Blame It on the Weatherman, by B*Witched (their 4th and final #1)

1 week, from 21st – 28th March 1999

Before we get stuck into the meat of this next number one, can I ponder for a second what the most used non-musical sound effect is in pop music? I’m sure it must either be rainfall or revving motorbikes, but any other suggestions are welcome. The storms here are soon replaced by an acoustic guitar, and not for the first time I’m getting an unexpected Beatles flashback from a B*Witched number one. This time it’s ‘In My Life’ buried within the opening chords…

In fact this whole song is a game of spot-the-influences. The verses remind me of other late-90s indie-pop acts like Tin Tin Out and Catatonia, and most of all Natalie Imbruglia’s ‘Torn’. Then the new-age, Enya touches from ‘To You I Belong’ return for the chorus… The rain goes on, On and on again… Meanwhile the bad-weather-as-metaphor-for-heartbreak is a trope as old as pop music, from ‘Raining in My Heart’ to ‘Rhythm of the Rain’.

Since the ridiculous ‘C’est la Vie’, B*Witched have matured with each successive single, to the point that I’ve been quite impressed with how much I’ve enjoyed it when they’ve popped up in recent weeks. I’d still rank ‘Rollercoaster’ as my favourite, but this has some nice harmonies in the choruses and the middle-eight.

‘Blame It on the Weatherman’ was the group’s fourth consecutive #1 single, matching the Spice Girls’ achievement from a couple of years earlier. (In fact they bettered that record by having all four singles enter at the top; ‘Wannabe’ having climbed to its peak.) It would be their last though, as none of the singles from their second album came close. It’s interesting, actually, how quickly the B*Witched bubble burst. If we fast-forward exactly a year, in March 2000 we’d find ‘Jump Down’ struggling to a #16 peak.

They split in 2002, after being dropped by Sony despite having a third album in the works.
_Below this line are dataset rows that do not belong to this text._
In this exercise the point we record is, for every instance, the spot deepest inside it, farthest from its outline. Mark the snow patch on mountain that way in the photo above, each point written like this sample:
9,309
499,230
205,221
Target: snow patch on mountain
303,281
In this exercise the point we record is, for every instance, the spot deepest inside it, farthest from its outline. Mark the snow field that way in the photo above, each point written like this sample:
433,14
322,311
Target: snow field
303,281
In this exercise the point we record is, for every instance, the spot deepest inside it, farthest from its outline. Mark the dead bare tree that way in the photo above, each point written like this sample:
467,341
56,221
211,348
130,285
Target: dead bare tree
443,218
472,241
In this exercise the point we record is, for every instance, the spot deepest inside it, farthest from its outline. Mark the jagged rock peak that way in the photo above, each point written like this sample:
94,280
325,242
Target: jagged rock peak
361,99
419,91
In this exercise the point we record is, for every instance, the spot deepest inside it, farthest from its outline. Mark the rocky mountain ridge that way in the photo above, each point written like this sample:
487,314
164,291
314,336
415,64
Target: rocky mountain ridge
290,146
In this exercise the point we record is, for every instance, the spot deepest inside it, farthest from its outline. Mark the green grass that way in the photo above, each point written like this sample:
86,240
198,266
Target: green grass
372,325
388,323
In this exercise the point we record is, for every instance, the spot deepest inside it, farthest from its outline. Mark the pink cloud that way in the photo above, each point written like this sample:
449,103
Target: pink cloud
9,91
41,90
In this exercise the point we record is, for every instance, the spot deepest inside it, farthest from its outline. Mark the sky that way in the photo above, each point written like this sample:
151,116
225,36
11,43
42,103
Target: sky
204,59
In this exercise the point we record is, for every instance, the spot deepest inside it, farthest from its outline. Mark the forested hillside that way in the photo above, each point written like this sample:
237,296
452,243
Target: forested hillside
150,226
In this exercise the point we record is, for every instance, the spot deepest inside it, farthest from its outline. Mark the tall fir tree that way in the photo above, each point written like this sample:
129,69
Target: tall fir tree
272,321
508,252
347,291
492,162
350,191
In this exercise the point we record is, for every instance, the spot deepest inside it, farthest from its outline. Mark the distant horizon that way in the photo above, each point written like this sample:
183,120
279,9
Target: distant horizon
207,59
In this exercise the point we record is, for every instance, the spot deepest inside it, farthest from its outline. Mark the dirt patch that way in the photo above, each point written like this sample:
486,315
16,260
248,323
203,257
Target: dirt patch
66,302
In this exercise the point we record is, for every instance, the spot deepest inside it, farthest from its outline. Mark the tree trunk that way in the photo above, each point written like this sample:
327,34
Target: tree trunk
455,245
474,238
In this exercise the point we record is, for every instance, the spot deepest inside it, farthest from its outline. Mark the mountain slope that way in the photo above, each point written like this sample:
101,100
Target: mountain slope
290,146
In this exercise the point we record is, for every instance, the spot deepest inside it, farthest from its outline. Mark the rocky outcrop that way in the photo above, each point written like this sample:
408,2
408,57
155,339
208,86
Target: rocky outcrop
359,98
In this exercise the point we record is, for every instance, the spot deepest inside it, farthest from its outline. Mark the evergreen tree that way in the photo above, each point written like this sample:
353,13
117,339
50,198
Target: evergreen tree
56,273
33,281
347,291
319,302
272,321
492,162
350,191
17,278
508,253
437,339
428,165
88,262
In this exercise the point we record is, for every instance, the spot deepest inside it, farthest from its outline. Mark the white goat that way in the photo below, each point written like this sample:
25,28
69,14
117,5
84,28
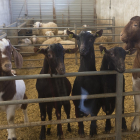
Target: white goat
13,89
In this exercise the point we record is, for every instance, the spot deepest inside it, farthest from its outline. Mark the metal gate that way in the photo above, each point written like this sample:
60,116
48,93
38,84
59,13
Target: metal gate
64,10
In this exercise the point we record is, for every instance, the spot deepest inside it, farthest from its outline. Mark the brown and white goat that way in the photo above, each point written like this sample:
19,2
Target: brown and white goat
13,89
131,36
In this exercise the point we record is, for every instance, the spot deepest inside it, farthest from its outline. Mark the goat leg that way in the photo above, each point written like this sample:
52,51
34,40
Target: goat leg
67,107
49,112
58,115
43,118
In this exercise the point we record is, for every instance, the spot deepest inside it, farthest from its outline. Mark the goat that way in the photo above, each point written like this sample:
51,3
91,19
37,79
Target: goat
91,84
130,36
113,59
53,87
14,89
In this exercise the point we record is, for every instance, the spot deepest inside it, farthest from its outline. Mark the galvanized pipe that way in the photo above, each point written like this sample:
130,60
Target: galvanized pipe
62,121
55,99
55,36
119,90
67,44
61,27
6,78
67,98
57,121
61,19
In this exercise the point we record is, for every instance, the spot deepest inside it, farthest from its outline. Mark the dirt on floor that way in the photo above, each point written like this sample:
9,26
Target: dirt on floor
32,133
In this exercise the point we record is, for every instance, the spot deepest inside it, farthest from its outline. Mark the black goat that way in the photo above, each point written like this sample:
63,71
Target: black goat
113,60
53,87
89,84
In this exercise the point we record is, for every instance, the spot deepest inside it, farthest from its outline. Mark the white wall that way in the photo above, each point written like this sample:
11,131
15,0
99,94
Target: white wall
5,17
122,10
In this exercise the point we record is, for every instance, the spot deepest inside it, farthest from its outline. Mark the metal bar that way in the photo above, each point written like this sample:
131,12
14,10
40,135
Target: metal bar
72,24
113,29
68,58
62,27
55,99
75,43
68,44
60,15
56,122
119,90
6,78
55,36
62,121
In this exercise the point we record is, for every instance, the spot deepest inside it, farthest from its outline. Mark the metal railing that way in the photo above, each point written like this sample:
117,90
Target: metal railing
119,95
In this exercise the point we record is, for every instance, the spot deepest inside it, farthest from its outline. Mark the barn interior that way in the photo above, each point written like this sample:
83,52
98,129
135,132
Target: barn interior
17,23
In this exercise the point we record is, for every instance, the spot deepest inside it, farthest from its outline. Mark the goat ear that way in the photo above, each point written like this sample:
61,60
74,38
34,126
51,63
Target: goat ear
17,58
71,34
71,50
130,51
102,49
99,33
40,50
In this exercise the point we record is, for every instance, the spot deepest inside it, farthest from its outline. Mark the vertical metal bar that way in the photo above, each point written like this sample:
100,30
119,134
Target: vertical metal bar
68,24
119,91
75,27
113,29
26,10
40,10
94,13
81,13
54,12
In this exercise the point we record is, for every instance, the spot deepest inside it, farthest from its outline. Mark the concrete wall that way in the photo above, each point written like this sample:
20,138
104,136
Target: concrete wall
122,10
5,17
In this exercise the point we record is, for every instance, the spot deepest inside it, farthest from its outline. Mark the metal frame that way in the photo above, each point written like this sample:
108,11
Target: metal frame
119,94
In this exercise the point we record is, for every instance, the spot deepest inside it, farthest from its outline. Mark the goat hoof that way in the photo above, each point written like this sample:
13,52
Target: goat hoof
93,132
124,128
13,139
48,131
107,129
61,137
82,135
69,129
42,137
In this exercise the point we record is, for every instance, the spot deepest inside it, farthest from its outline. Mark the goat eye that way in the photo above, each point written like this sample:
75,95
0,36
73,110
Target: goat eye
90,39
135,25
49,56
111,54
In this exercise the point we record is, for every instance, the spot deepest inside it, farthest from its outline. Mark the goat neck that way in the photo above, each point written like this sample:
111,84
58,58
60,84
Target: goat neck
106,64
47,68
87,63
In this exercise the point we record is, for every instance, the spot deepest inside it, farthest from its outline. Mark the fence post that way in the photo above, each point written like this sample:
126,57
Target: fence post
119,91
75,27
113,29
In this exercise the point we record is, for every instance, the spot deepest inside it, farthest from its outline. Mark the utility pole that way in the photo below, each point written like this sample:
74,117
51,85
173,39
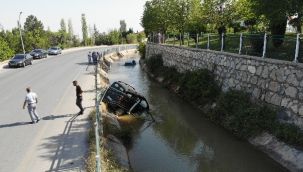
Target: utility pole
19,25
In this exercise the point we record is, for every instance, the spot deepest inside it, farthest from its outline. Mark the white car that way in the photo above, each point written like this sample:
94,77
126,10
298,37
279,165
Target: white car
54,51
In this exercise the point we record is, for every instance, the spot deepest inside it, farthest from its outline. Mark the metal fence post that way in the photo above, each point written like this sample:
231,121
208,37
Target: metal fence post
208,39
241,42
197,40
188,39
297,48
264,45
180,40
222,42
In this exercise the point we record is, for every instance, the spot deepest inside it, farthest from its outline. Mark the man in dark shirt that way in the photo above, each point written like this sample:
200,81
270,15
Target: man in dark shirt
79,97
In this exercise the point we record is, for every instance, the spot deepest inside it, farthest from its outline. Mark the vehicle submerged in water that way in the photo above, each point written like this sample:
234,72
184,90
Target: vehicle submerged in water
122,96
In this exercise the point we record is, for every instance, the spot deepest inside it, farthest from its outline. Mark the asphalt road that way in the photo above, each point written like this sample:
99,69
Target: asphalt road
58,141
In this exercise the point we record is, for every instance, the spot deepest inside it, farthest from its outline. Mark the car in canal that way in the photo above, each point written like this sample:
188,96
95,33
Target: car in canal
20,60
54,51
38,53
122,96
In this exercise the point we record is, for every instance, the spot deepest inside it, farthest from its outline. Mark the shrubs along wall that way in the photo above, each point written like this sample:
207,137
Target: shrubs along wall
279,83
232,109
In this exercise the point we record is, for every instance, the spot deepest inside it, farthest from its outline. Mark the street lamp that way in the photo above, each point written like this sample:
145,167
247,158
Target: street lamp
19,25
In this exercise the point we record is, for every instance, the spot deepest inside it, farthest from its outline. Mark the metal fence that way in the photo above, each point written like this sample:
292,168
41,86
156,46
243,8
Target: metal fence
287,47
99,96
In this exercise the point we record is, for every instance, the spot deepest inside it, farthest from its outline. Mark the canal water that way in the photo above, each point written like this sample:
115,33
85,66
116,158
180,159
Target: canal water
181,139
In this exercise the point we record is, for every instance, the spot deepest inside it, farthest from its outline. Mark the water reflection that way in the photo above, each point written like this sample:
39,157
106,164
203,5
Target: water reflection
182,140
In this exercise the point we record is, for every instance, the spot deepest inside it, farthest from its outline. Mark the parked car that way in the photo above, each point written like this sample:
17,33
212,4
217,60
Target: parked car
39,53
54,51
20,60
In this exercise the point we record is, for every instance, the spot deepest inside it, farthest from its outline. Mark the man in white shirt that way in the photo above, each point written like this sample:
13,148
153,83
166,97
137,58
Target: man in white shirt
31,100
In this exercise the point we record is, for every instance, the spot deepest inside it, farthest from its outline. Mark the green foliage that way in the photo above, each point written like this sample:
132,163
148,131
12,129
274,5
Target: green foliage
288,132
242,117
131,38
141,37
5,51
142,50
84,29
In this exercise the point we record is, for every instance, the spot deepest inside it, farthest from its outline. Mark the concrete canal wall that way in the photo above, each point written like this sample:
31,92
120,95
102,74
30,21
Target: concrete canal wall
276,82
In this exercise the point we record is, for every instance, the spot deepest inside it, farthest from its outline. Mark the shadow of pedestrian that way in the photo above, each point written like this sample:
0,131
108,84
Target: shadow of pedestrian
14,124
67,150
53,117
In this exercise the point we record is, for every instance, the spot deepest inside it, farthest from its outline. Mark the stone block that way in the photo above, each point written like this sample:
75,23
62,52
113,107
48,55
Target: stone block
274,86
265,72
259,70
292,79
252,69
276,100
285,102
291,92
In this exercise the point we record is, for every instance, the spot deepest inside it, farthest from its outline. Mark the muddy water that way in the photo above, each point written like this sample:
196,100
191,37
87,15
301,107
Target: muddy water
181,139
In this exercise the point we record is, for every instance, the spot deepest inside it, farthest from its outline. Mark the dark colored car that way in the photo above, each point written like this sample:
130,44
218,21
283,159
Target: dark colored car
54,51
38,53
121,96
20,60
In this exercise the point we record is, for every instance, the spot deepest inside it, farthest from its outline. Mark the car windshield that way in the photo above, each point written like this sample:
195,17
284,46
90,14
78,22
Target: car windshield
19,57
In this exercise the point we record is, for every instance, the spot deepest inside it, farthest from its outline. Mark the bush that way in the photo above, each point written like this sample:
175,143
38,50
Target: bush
288,133
241,116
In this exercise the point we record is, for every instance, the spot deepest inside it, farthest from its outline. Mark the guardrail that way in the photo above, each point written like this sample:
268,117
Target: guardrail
99,96
282,47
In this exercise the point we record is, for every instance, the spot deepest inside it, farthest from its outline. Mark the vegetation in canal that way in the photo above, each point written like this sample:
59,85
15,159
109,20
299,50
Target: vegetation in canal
107,161
234,110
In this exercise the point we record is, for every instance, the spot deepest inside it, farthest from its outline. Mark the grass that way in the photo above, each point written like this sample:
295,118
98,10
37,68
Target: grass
233,109
107,158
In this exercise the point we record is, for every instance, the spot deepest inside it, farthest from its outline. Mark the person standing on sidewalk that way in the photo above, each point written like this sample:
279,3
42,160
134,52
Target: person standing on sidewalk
31,99
79,97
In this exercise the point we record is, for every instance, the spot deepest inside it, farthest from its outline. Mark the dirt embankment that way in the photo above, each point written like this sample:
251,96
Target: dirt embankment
115,155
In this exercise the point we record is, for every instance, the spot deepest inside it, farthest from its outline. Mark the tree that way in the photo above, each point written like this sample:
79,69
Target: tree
70,28
62,25
63,34
84,30
34,34
5,51
157,16
131,38
122,26
277,13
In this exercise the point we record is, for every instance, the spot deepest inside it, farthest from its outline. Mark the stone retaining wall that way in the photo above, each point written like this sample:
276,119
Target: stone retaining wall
276,82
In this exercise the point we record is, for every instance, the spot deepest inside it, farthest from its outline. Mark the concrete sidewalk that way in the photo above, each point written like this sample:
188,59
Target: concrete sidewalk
62,142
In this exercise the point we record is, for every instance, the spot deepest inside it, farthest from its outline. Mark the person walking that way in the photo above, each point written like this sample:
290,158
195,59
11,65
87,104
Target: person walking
79,97
31,99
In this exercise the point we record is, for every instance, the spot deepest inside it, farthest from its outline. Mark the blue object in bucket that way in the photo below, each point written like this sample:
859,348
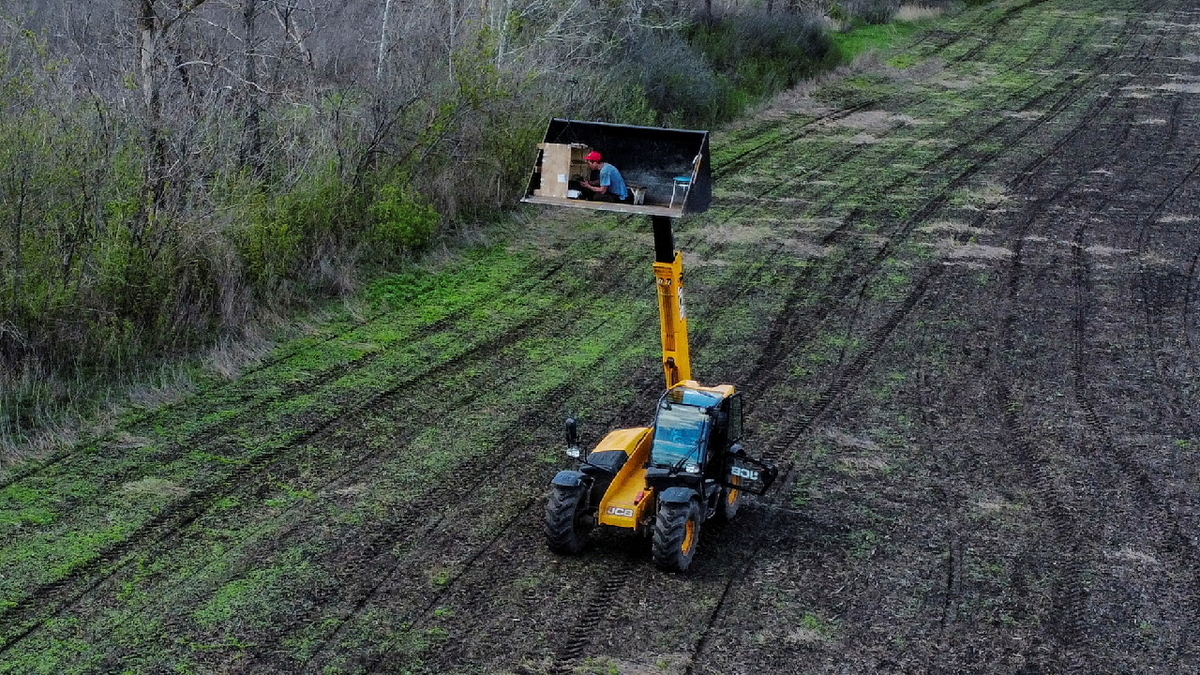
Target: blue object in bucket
681,183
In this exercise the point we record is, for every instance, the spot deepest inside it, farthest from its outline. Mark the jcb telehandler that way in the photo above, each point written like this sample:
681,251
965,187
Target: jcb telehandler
667,479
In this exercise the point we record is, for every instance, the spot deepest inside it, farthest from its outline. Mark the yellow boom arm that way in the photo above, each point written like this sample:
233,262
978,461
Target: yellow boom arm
673,321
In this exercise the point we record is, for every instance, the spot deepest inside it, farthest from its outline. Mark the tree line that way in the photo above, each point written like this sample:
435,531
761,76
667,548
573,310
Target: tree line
169,169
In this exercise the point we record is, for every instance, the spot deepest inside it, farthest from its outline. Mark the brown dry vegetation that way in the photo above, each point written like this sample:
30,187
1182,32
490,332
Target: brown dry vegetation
970,344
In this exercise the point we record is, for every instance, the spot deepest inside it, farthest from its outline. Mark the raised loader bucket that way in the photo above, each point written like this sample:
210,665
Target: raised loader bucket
667,171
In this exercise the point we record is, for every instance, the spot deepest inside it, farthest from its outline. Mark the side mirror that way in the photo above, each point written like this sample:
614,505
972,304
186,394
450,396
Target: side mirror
573,440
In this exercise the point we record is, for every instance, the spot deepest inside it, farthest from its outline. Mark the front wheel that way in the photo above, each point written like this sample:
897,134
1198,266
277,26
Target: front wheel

More recently they have reformed and toured with other ‘90s pop acts (including recent chart-toppers 911), and have even tentatively released some new material, that hasn’t come close to troubling the charts. All a long way from the late-nineties, when B*Witched at the height of their powers were scoring four #1s across barely nine months. All together now: what were they like?

PS. I’m adding this in a couple of days after publishing, but I’ve just realised that when this record knocked Boyzone from the top it was probably the first and only time that two siblings have replaced one another at number one (Boyzone’s Shane Lynch and B*Witched’s Edele and Keavy Lynch). Let me know of any others!